The difference in football intelligence was apparent. Bayern Munich didn’t just let Arsenal pass the ball – The Gunners had 55% possession at the end of the game and Per Mertesacker to Mikel Arteta was the most bountiful combination (29 passes). But they made it hard to pass through them, creating a wall of black shirts, each one marking a man and zone. It’s not if Arsenal can’t do this; in the season of 2010/11, when Arsenal beat Barcelona at the Emirates, they defended with a combination of high-pressing and the Dutch principle of “through-marking” which Bayern displayed.

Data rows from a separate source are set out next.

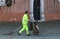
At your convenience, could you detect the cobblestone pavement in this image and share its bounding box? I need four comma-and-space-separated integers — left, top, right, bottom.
0, 21, 60, 39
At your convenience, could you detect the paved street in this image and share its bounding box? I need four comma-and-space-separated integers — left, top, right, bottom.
0, 21, 60, 39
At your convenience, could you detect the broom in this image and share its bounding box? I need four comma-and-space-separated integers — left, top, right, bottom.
2, 25, 22, 35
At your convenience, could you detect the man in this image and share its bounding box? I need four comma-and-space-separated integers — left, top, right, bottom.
18, 11, 30, 36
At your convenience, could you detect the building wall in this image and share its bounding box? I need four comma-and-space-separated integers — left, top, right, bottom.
44, 0, 60, 21
0, 0, 60, 22
0, 0, 30, 22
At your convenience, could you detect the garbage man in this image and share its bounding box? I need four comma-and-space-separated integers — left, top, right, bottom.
18, 11, 30, 36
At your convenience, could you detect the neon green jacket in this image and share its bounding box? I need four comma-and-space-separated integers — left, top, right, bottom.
22, 14, 28, 24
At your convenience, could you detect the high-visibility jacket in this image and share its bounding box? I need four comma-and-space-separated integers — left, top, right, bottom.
22, 14, 28, 24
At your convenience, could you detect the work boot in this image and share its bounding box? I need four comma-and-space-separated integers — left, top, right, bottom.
27, 34, 31, 36
18, 32, 21, 36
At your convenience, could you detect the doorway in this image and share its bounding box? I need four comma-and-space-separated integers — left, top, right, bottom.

This season, there seems almost an acceptance that Arsenal can’t defend that way. Perhaps because the effect we saw it have on their potency at the start of the season when Arsenal drew twice against Sunderland and Stoke. Perhaps also, like the Brazil team of 1970, they’re a team not “characterised by strong marking,” said the coach Mario Zagallo. So “we brought our team back behind the line of the ball.” But then, Arsene Wenger’s side are not as good an attacking outlet as that team. “It looked like we could come back to 2-2, but unfortunately we conceded another goal,” said Wenger. “The 3-1 was a big blow for the team. From that moment on, you could see that we might even concede one more because we didn’t keep our structure anymore.”
The inclusion of Aaron Ramsey was supposed to give Arsenal that solidity. Instead, for all his efforts, he was outshone by his opposite number Javi Martinez. Ramsey couldn’t assert himself as the spare man in midfield, often outnumbered when he received the ball. In contrast, Martinez, signed for €40m, even had the opportunity to get forward a few times, read play superbly (one interception from a pass by Mertesacker stuck in the mind) and alternated well with Bastian Schweinsteiger. Actually, Ramsey and Martinez’s stats ended up very similar: both made 6 interceptions and their passing accuracy were in the seventies. But as a collective, FC Bayern was far superior.
The movement of goalscorers Thomas Müller and Toni Kroos were superb too although Arsenal gave considerably more time on the ball. Kroos has a curious way of playing which had ITV Sport commentator, Andy Townsend saying he’s “never seen him dominate a game.” What he didn’t see is the way that he gets into positions which allow others to profit, often dropping deep in the first-half to receive possession, or moving to the left side to create an overload and then switching the ball quickly to the other side. Müller describes his style as “ready for action, unorthodox and efficient.” And he also highlighted what sets the top sides apart in the Champions League, something which was the talk in Germany when Borussia Dortmund crashed out of the tournament last season. “In the Bundesliga, you could say we lack concentration sometimes,” says Müller. “But when it is the round of 16 in the Champions League, everyone is really fired up and focused. We know how important these games are, as you don’t have much time to make up for mistakes.”
Arsenal certainly realised that end the end of the game, chasing an equaliser when not conceding was arguably more important. But the tie might have been over before it began because Arsenal hadn’t adequately readied themselves psychologically. When Philip Lahm bypassed Jack Wilshere late in the first-half, it encapsulated their problems. “We sort of questioned ourselves in the first half: ‘Can we really live with it?” he said. They couldn’t. Bayern’s game intelligence was simply too much.